Monday, July 12, 2010

Complexity and Simplicity

Here's an interesting -- and common -- question.

"... any tools that I could use to create a web scraper that I could use to interact with a .aspx website?

I want to build a tool that will read an input file (e.g. an excel spreadsheet) containing a list of property parcel numbers, and for each parcel number:
- connect to the property appraiser's website (which happens to be the .aspx page),
- enter the parcel number,
- scrape selected data (which is contained in a table on the search results page)
- store the scraped data in an output file (e.g. in the excel file that contains the input list)
- repeat the process for each parcel number"

The follow-on is interesting, also.

"I've created an excel macro which does the above with 'simple / plain vanilla html pages using the WebQuery feature, but it can't interact with an .aspx page."

Let's consider some of the complexities and simplicities that are present here.

Solution-Speak

First, and most important, this is written in solution-speak. It's an IT habit, and it's very hard to break. The input appears to be a spreadsheet. It may not actually be a spreadsheet, but this description essentially forces the solution to be built around the spreadsheet. The source may be another web page or some other file format. Since the problem is written in solution-speak, we don't know and can't -- easily -- explore the alternatives.

Let's assume that the source actually is a spreadsheet. And that this is the real source; it's maintained manually by the person who really "owns" the data.

The "update-in-place" nature of the question ("e.g. in the excel file that contains the input list") constrains the solution. This tends to add complexity because it somehow seems simpler to update a file in place.

What's actually simpler is often a process that creates a next revision of the file, leaving the first one intact and read-only. It's actually simpler because the "revert" strategy -- in case of problems -- is trivial. Simply delete the new file, fix the data (or the software) and run things again. Backup and history are simpler when creating a new file, also.

Technology Choices

Since it's written in solution speak, many technology choices have been made that might be inappropriate.

First, it appears that Excel is the "database" of choice. This is a terrible thing, but very, very common. The person has a problem. They tried to solve it with a spreadsheet. Now they have two problems.
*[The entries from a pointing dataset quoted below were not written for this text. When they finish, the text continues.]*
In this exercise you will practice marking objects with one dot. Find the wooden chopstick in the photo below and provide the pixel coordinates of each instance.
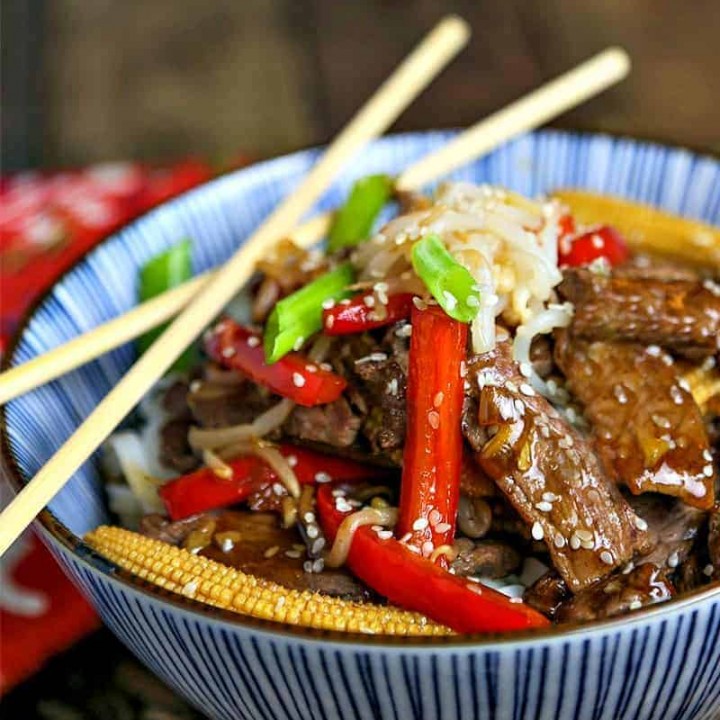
(548, 101)
(379, 112)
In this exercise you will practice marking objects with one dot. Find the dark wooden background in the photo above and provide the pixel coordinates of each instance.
(90, 80)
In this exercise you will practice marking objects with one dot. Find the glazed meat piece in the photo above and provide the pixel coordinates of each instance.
(232, 400)
(378, 374)
(673, 528)
(488, 558)
(681, 316)
(333, 424)
(254, 535)
(549, 474)
(646, 426)
(547, 594)
(618, 594)
(714, 542)
(645, 267)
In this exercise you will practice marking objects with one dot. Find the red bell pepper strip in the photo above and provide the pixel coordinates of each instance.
(293, 376)
(432, 457)
(355, 316)
(406, 579)
(601, 242)
(203, 490)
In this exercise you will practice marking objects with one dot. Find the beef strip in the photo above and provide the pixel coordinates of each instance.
(377, 371)
(714, 541)
(218, 404)
(673, 529)
(646, 425)
(617, 595)
(488, 558)
(547, 594)
(333, 424)
(645, 267)
(259, 532)
(681, 316)
(549, 474)
(247, 538)
(175, 450)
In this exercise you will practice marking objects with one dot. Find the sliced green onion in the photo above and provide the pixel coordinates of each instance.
(354, 220)
(298, 316)
(160, 274)
(448, 281)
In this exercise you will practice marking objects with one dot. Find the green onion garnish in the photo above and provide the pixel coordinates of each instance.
(354, 220)
(160, 274)
(448, 281)
(298, 316)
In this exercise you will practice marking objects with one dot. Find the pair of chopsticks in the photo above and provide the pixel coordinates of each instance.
(199, 301)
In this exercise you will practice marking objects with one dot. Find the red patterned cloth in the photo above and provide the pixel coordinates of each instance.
(47, 221)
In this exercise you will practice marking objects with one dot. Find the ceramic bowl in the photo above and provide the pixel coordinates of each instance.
(662, 662)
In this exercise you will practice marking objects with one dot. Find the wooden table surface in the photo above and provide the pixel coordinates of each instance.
(164, 78)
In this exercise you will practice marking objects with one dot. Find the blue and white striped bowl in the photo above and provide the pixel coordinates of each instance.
(657, 663)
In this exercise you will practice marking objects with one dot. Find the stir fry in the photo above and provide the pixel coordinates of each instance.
(485, 416)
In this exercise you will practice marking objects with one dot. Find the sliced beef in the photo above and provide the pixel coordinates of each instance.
(333, 424)
(616, 595)
(549, 474)
(254, 535)
(487, 558)
(175, 450)
(157, 527)
(219, 403)
(681, 316)
(645, 267)
(673, 529)
(714, 541)
(377, 371)
(645, 423)
(547, 594)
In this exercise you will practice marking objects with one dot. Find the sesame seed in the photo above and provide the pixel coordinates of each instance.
(450, 300)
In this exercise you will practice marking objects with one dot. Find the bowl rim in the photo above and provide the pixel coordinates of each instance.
(59, 537)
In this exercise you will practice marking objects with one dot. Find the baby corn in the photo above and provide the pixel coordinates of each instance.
(647, 229)
(200, 578)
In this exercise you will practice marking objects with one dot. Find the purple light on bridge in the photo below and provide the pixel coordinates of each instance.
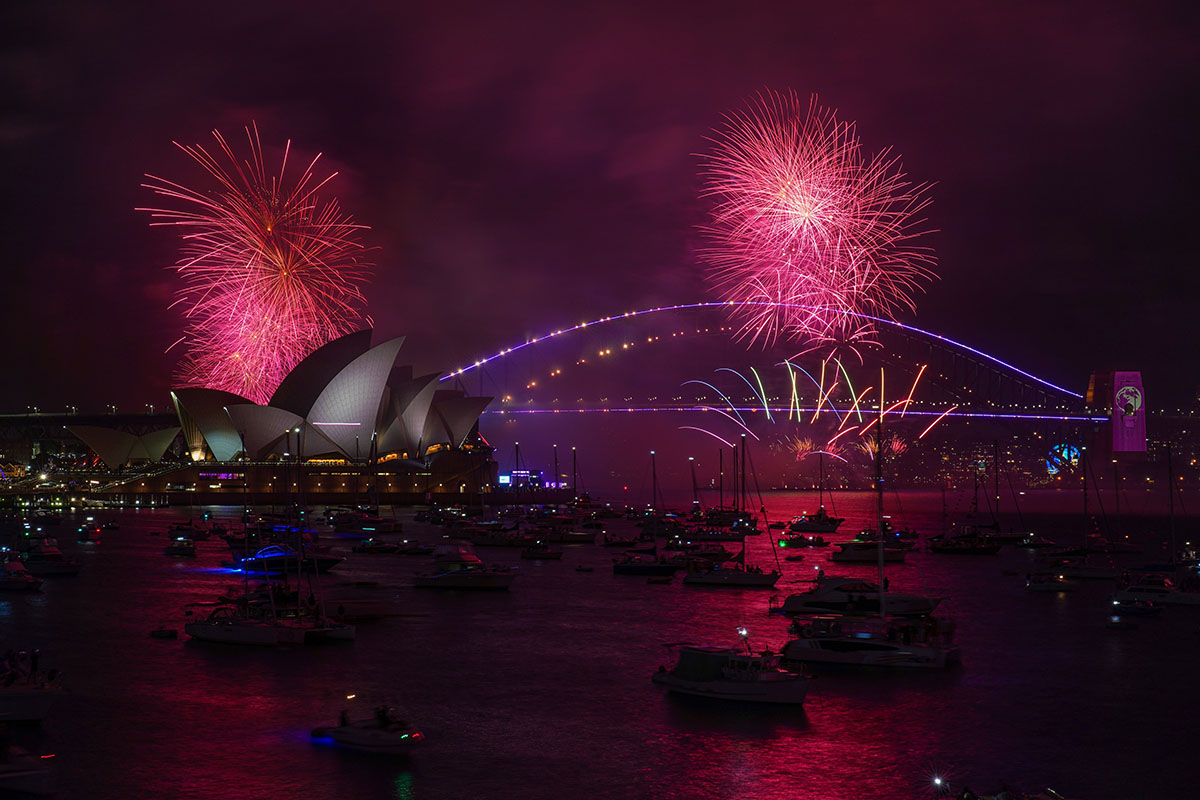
(687, 306)
(696, 409)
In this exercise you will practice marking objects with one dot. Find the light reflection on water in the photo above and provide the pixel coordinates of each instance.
(545, 692)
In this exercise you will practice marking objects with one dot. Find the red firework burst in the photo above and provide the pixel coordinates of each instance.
(270, 272)
(808, 232)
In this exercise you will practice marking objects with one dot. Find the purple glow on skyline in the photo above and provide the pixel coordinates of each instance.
(697, 409)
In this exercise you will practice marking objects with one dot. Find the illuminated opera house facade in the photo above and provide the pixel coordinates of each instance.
(346, 420)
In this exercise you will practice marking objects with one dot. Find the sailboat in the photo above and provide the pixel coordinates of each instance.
(820, 522)
(283, 619)
(732, 572)
(876, 641)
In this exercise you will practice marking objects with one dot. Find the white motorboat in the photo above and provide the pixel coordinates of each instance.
(364, 524)
(815, 523)
(865, 553)
(892, 642)
(180, 546)
(1084, 569)
(456, 566)
(732, 573)
(29, 697)
(48, 559)
(15, 577)
(732, 674)
(841, 595)
(231, 625)
(383, 733)
(1049, 582)
(1157, 590)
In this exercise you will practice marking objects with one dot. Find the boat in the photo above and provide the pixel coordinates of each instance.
(375, 546)
(47, 559)
(234, 625)
(1098, 543)
(15, 577)
(964, 545)
(1049, 582)
(88, 534)
(357, 524)
(1156, 589)
(622, 542)
(819, 522)
(180, 546)
(541, 552)
(845, 595)
(24, 775)
(1134, 607)
(815, 523)
(732, 572)
(865, 553)
(732, 575)
(643, 566)
(1081, 567)
(27, 695)
(731, 674)
(891, 642)
(279, 559)
(904, 540)
(383, 733)
(801, 540)
(456, 566)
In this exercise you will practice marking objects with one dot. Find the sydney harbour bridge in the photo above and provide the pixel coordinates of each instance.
(676, 379)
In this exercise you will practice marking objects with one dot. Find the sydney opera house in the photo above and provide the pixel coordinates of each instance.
(347, 420)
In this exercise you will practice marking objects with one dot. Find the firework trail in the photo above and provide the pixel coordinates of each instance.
(803, 217)
(270, 271)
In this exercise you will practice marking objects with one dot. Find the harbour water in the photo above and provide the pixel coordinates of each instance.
(544, 691)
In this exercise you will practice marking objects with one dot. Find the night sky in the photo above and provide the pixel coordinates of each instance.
(528, 167)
A spreadsheet has a great GUI, but -- sadly -- leads to weird, inconsistent, undisciplined and generally "out-of-control" data. It doesn't have to create a mess, but it's hard to constrain it to prevent creating a mess.

Alternatives

This problem is ubiquitous and -- often -- trivial to solve if we cut Excel out of the picture.

Consider this workflow.
  1. A small Python program uses xlrd to read this "list of property parcel numbers" and creates a simple CSV file. Excel is now officially out of the picture. If this process can't run (because the spreadsheet got tweaked) we can produce elegant reports with row and column information so that the person creating the spreadsheet can fix their problem. Let's say this is 20 lines of code, assuming the spreadsheet is hellishly complex.
  2. Some small Python programs read a CSV file, uses urllib2 to "connect to the property appraiser's website (which happens to be the .aspx page), enter the parcel number", do the POST and retrieve the resulting page. This can be written to a file for future reference purposes. Numerous problems will be encountered here every time an appraiser's web site changes. It's best to keep this separate, since there may be several, each unique to an appraiser. There's no reason to generalize. Each of these is under 20 lines of code. Often under a dozen.
  3. Some small Python program reads the resulting pages, uses Beautiful Soup to parse the resulting HTML. Again, numerous problems will be encountered here every time an appraiser's web site changes. It's pleasant to keep this separate from posting the query since this is just parsing result pages and doing nothing more. Easy to tweak and fix to keep up with changes. However, because of the potential complexity of each page, these might be complex. Let's pretend they're 20+ lines of code.
  4. Some small Python program merges the original "list of property parcel numbers" and parsed results into a new .CSV file. With a double-click, this will be loaded back into Excel to make it look like the file was updated more-or-less in place. This should be about a dozen lines of code.
Since each step is separate, each can be written, tested and debugged separately. Once they work, some kind of master script can sequence through all four steps. That master script should be under a dozen lines of code.

Design Patterns

One important design pattern is to get out of "Office Product" mode as early as possible. Office Produces (like Excel) are fine for people, but dreadful for automation. They're too complex.

Another important design pattern is to decompose the problem into small scripts that can be run independently. Each step creates a work result that can be viewed and used for debugging. The files aren't big and can be deleted when the final work product is created. But an overly automated system is very, very hard to debug.

Another design pattern is to separate the various web services requests (in this case a form POST) by destination web site. Each site has unique security and validation considerations. It's too complex to write a super-universal, uber-form-filler-outer. It's easier to write a bunch of specific RESTful web services requests that are tailored to the unique problems present in each site.

Finally, it's important to avoid "update in place". It's hard to do well, and it's a pain in the neck when something goes wrong and you want to fall back to the previous version of the database.